I needed to integrate rate limiting into a relatively small service that complements a monolith I was working on. My initial thought was to apply it at the application layer, as it seemed to be the simplest route.

Plus, I didn’t want to muck around with load balancer configurations, and there’s no shortage of libraries that allow me to do this quickly in the app. However, this turned out to be a bad idea. In the event of a DDoS1 or thundering herd2 incident, even if the app rejects the influx of inbound requests, the app server workers still have to do a minimal amount of work.

Also, ideally, rate limiting is an infrastructure concern; your app should be oblivious to it. Implementing rate limiting in a layer in front of your app prevents rogue requests from even reaching the app server in the event of an incident. So, I decided to spend some time investigating how to do it at the load balancer layer. Nginx3 makes it quite manageable4 without much fuss and the system was already using it as a reverse proxy.

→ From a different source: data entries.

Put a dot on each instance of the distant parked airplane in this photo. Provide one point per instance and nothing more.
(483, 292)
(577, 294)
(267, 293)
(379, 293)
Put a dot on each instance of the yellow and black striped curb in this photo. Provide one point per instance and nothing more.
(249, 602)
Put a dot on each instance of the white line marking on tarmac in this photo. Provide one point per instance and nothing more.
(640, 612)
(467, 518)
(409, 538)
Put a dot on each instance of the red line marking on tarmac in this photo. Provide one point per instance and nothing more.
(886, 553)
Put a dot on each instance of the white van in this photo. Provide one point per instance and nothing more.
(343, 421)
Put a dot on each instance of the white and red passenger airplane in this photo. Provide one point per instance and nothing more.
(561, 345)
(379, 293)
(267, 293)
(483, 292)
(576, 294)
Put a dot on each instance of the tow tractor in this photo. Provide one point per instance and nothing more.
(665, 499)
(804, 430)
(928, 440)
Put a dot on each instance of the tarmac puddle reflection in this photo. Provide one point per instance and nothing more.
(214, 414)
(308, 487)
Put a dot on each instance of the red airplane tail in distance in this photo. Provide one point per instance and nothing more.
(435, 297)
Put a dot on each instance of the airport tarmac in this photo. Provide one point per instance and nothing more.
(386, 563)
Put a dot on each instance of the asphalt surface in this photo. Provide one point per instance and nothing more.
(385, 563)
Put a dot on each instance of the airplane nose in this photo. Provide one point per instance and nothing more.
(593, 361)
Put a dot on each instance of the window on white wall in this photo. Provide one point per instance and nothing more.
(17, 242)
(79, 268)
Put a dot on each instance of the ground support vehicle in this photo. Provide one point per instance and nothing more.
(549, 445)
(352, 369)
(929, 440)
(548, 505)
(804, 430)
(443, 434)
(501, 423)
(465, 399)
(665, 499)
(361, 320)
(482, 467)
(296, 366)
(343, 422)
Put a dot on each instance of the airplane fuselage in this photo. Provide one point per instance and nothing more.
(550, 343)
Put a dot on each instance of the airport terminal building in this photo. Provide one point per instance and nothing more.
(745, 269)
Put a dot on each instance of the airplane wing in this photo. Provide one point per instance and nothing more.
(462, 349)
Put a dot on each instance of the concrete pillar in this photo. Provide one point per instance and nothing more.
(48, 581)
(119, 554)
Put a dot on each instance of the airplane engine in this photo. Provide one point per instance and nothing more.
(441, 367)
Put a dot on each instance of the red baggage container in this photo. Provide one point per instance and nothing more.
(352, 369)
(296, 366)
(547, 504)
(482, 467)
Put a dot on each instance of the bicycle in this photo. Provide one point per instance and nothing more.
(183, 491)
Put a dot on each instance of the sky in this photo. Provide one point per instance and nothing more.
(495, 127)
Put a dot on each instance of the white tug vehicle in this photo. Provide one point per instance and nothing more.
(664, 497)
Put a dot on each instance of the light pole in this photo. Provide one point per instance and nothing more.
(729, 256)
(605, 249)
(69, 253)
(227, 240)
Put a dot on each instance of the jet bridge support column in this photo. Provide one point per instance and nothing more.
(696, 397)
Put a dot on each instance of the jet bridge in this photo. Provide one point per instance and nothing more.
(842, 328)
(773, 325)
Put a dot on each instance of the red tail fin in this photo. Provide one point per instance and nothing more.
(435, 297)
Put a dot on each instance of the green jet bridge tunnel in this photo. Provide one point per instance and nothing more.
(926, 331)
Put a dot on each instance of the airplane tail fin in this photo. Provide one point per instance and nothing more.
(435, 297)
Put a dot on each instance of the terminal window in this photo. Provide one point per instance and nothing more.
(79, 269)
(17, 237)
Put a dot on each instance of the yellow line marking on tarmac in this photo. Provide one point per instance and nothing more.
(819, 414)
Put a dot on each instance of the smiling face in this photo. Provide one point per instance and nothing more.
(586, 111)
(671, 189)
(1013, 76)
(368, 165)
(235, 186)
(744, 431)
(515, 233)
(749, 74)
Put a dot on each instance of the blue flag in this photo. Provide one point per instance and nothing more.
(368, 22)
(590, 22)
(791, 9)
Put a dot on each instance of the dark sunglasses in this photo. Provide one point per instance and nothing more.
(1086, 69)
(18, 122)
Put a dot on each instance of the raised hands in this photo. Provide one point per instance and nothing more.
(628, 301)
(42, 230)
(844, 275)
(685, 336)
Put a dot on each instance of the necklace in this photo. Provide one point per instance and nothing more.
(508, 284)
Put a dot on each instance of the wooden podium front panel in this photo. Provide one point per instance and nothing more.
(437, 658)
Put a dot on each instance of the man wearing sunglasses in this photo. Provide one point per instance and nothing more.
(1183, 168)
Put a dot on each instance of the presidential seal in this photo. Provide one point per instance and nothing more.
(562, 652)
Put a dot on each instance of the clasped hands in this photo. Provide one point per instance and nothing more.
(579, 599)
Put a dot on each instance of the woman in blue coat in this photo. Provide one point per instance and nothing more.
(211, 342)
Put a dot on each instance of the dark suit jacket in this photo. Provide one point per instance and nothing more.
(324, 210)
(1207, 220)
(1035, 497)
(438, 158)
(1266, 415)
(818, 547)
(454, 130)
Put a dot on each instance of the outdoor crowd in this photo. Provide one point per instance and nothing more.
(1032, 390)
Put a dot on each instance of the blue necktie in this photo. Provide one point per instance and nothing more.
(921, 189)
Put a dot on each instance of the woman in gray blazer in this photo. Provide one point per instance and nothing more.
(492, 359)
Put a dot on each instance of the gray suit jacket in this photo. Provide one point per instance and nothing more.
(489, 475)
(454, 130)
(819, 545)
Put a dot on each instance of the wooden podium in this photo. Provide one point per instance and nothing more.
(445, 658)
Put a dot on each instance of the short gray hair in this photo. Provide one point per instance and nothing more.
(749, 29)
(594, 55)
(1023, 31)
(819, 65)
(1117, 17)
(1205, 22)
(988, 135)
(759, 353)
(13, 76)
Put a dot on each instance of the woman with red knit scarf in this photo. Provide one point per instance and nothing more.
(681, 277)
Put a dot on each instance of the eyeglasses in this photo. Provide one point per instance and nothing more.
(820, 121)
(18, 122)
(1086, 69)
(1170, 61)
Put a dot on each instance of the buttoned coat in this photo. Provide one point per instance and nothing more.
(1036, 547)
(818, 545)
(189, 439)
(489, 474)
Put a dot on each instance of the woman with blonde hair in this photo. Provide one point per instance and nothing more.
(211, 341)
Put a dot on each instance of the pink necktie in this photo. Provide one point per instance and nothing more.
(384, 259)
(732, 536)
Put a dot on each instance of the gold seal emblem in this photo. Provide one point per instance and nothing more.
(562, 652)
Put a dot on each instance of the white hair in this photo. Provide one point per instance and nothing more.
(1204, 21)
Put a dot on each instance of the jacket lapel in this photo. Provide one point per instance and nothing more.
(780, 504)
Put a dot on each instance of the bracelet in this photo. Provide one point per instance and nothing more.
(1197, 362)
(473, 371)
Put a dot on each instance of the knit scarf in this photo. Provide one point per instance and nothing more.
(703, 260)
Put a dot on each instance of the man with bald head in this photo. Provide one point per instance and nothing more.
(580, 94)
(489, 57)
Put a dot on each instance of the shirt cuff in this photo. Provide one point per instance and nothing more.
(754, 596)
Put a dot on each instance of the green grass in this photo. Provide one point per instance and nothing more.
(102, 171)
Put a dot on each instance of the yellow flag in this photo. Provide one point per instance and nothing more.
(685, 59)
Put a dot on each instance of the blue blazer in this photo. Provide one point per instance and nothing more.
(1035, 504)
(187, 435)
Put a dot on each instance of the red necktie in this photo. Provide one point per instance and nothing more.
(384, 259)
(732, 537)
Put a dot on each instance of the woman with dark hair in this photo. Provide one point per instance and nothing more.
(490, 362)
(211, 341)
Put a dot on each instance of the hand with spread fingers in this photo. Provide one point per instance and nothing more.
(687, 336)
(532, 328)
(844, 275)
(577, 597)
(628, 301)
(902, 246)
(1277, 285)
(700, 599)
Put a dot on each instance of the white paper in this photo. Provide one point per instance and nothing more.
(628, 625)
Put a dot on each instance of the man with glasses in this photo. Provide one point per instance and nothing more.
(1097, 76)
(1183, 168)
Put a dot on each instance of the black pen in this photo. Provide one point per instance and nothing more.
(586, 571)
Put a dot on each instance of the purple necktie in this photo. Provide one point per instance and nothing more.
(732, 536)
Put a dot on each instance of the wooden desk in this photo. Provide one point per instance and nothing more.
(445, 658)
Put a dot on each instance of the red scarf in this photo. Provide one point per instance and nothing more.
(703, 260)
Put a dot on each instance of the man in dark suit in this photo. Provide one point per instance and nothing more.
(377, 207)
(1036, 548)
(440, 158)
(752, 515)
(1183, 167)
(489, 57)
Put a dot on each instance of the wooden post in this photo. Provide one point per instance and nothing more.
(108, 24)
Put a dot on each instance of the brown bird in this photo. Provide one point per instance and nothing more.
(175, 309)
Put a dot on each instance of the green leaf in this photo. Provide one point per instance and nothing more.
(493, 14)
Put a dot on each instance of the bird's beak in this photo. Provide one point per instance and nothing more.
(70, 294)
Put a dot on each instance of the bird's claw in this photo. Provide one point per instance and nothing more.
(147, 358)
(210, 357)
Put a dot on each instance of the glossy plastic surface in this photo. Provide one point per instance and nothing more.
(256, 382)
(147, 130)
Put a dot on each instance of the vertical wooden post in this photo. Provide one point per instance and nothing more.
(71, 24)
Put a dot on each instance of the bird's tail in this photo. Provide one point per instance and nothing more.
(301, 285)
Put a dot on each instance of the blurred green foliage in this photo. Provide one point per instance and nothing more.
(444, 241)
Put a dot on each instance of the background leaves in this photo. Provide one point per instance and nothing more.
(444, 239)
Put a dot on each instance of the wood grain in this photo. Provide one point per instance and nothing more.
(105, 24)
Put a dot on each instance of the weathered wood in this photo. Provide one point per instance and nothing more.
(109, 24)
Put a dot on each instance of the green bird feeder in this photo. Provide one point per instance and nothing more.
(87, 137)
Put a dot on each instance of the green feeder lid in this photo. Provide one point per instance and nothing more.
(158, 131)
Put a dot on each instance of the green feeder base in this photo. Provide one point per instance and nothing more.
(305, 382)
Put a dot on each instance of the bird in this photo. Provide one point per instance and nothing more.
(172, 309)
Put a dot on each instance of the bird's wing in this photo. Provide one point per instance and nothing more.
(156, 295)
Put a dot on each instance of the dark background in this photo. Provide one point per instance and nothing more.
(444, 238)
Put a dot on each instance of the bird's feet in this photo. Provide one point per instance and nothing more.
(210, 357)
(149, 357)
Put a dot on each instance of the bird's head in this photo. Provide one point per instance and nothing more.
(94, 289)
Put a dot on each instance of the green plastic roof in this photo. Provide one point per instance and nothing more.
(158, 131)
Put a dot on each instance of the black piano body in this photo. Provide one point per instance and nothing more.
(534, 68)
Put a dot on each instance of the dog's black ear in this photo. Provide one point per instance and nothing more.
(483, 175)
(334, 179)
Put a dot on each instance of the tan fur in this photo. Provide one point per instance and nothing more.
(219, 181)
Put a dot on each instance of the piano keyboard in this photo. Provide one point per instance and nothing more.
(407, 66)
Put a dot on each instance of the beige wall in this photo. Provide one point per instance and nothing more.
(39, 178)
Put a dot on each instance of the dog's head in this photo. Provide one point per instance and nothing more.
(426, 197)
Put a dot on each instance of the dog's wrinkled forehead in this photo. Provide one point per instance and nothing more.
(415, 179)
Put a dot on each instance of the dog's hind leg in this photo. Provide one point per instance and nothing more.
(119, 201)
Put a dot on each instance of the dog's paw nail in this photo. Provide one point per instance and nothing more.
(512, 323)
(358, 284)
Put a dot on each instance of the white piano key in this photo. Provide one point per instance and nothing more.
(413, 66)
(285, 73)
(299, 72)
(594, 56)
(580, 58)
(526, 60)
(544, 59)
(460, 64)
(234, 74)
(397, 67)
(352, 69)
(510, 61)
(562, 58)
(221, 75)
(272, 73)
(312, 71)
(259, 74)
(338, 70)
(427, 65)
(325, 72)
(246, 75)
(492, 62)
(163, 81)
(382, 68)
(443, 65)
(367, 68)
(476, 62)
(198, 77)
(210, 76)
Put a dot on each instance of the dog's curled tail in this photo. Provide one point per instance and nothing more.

For the initial pass, I chose to go with the default Nginx settings, avoiding any additional components like a Redis layer for centralized rate limiting.

App structure

For this demo, I’ll proceed with a simple hello-world server written in Go. Here’s the app directory:

app
├── Dockerfile
├── docker-compose.yml
├── go.mod
├── main.go
├── main_test.go
└── nginx
    ├── default.conf
    └── nginx.conf

The main.go file exposes the server at the /greetings endpoint on port 8080:

package main

import (
    "encoding/json"
    "net/http"
)

type HelloWorldResponse struct {
    Message string `json:"message"`
}

func helloWorldHandler(w http.ResponseWriter, r *http.Request) {
    w.Header().Set("Content-Type", "application/json")
    response := HelloWorldResponse{Message: "Hello World"}
    json.NewEncoder(w).Encode(response)
}

func main() {
    http.HandleFunc("/greetings", helloWorldHandler)
    http.ListenAndServe(":8080", nil)
}

If you run the server with the go run main.go command and make a curl request to it, it’ll give you the following JSON output:

curl localhost:8080/greetings | jq
{
  "message": "Hello World"
}

Now, we want to set up the rate limiter in the reverse proxy layer so that it will reject requests when the inbound request rate exceeds 50 req/sec.

Nginx config

The Nginx config lives in the nginx directory and consists of two config files:

app/nginx
├── default.conf
└── nginx.conf

The nginx.conf file is the core configuration file. It’s where you define the server’s global settings, like how many worker processes to run, where to store log files, rate limiting policies, and overarching security protocols.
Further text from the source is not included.